Since the launch and use of mainstream artificial intelligence, AI has been making headlines: how it will replace, or has replaced, a lot of white-collared jobs, the use of AI agents, the danger of it if unregulated, AI and human romances, and AI-fuelled delusions and psychosis.


Naturally, the impact of AI is creating widespread uncertainty and “office paranoia” in the workplace. A term Business Insider dubbed for the phenomenon of when layoffs, AI, and job insecurity terrorize workers.


As a career and life coach, I’m observing office paranoia firsthand. I recently worked with a client who was worried AI would eventually replace her as she’s a copywriter at an ad agency.


Given the current climate that’s understandable, however, it seems some companies are understanding the importance of human monitoring, or supervision, when it comes to AI automation. There are also ways to make your career more AI resistant which I will explore later.


Most, if not all, tech companies tried to replace some workers with AI being confident about their AI and automation initiatives.
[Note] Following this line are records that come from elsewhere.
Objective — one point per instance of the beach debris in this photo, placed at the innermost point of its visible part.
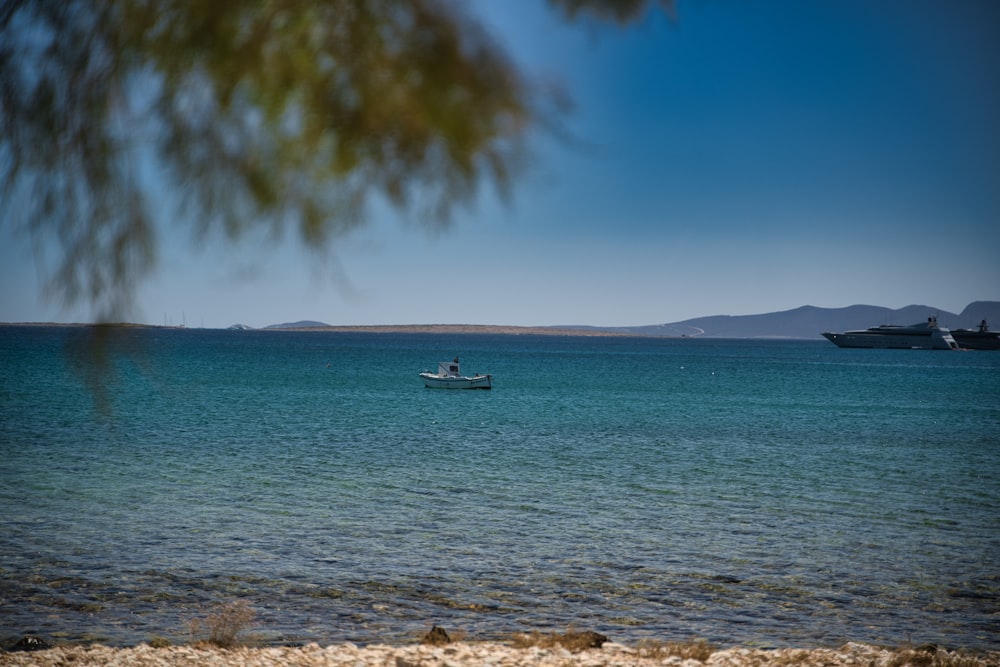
(30, 643)
(436, 637)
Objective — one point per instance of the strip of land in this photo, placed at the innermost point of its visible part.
(469, 654)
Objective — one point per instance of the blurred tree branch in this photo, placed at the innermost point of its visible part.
(282, 114)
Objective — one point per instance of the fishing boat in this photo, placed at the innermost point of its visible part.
(449, 376)
(921, 336)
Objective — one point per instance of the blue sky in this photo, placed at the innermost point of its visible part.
(749, 156)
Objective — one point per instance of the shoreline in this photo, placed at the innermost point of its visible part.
(496, 654)
(495, 329)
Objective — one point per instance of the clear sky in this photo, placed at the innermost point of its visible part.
(749, 156)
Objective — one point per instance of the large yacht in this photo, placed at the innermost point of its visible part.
(921, 336)
(980, 339)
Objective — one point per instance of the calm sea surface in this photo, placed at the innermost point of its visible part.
(762, 493)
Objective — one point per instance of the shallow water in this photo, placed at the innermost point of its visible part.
(763, 493)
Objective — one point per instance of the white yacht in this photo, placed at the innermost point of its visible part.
(921, 336)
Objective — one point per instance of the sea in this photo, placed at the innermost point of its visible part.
(762, 493)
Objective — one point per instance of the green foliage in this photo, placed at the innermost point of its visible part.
(121, 116)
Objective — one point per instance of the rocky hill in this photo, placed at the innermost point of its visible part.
(811, 322)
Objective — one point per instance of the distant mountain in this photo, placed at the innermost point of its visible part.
(303, 324)
(811, 322)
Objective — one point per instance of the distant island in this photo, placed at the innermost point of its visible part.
(805, 322)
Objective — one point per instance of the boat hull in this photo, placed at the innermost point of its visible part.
(931, 340)
(435, 381)
(977, 340)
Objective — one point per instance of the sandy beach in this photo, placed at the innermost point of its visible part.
(467, 654)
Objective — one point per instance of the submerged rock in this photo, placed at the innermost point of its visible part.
(436, 637)
(30, 643)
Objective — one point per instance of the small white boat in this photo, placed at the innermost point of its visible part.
(449, 376)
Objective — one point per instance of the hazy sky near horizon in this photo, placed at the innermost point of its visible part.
(749, 156)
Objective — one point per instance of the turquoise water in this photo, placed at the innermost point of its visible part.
(762, 493)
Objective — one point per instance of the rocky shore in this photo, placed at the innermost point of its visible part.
(469, 654)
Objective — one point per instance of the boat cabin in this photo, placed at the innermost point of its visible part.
(449, 368)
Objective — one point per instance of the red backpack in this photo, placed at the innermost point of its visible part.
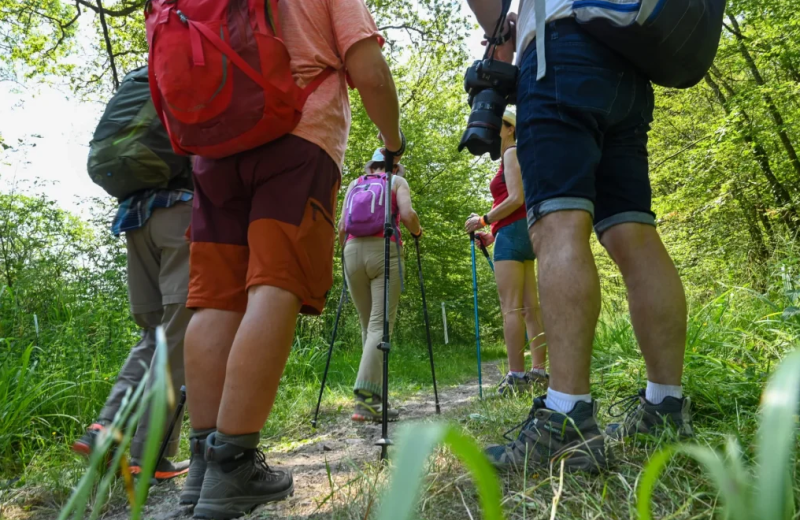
(220, 75)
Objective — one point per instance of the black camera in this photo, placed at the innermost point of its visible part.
(491, 85)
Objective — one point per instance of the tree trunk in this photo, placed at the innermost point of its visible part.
(776, 116)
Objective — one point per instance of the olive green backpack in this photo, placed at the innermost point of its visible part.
(130, 150)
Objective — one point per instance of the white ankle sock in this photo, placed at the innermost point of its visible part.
(655, 393)
(564, 403)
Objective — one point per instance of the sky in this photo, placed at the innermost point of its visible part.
(57, 129)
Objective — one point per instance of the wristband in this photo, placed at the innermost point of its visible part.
(500, 40)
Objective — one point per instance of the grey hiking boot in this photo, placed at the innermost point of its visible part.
(642, 416)
(238, 479)
(165, 469)
(369, 408)
(190, 493)
(512, 384)
(547, 436)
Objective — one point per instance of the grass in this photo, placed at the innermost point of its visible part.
(736, 341)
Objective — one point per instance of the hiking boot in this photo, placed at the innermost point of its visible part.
(512, 384)
(547, 437)
(539, 377)
(190, 493)
(369, 409)
(85, 445)
(165, 469)
(642, 416)
(237, 480)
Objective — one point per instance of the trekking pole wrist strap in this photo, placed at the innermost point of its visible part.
(402, 149)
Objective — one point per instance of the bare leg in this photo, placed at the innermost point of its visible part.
(655, 297)
(257, 360)
(510, 276)
(570, 293)
(208, 343)
(533, 318)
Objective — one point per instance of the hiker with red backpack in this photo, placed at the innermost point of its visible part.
(258, 91)
(130, 157)
(362, 237)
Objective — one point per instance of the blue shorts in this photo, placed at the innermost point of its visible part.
(582, 131)
(513, 243)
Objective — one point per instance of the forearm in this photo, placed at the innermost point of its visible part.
(411, 222)
(487, 12)
(380, 101)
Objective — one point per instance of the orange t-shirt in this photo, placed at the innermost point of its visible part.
(318, 34)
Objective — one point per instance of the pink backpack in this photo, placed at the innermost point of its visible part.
(364, 207)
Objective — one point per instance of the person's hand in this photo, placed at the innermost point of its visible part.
(394, 144)
(506, 51)
(473, 223)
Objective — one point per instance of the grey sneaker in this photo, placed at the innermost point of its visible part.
(165, 469)
(512, 384)
(190, 493)
(547, 436)
(237, 480)
(642, 416)
(369, 408)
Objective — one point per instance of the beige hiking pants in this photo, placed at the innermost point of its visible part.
(158, 282)
(364, 265)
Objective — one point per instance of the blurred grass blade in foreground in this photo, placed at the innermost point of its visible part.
(768, 494)
(417, 442)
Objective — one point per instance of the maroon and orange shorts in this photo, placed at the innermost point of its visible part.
(263, 217)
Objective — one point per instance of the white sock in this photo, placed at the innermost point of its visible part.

Klarna, IBM, and Duolingo are some of the companies that underestimated the value of human labour when it came to intellectual and service tasks. After implementing AI automation, Duolingo noticed a decline in lesson quality. There were content errors in 42% of some courses and there was an 18% drop in user retention after the first quarter of when the changes were implemented.


Not only were there increased errors and a drop in customer loyalty with these companies, companies who implemented AI without human supervision experienced increased training and recruitment costs for unintended turnover (office paranoia). Some also found that a small AI breakdown could also halt entire operations until there was human intervention.


So, some companies are learning about the value of a complimentary relationship between human labour and AI after extreme automation. They’re learning that AI is better at structured tasks but not processes, or dynamics, that involve contextual judgement.  As the CEO of Klarna said earlier this year, “Really investing in the quality of the human support is the way of the future for us.”


Speaking of human support, yes, AI can and will be able to do a lot of things in white-collared sectors, but it cannot replace the distinctively human connection and experience.


One client was worried about starting her own business in health and wellness because most people can get all the information right now from Large Language Models like ChatGPT. Sure, and some people do. However, some people will want, or continue to want, the accountability of a human, not to mention other aspects like warmth and empathy. Something you might experience with AI, but qualitatively different.


Geoffery Hinton, known as “the Godfather of AI,” believes we should build “maternal instincts” into AI models, so they care about people. In other words, so they won’t wipe us out when they become superintelligent. This is a good idea to say the least, maternal is very much human and protective.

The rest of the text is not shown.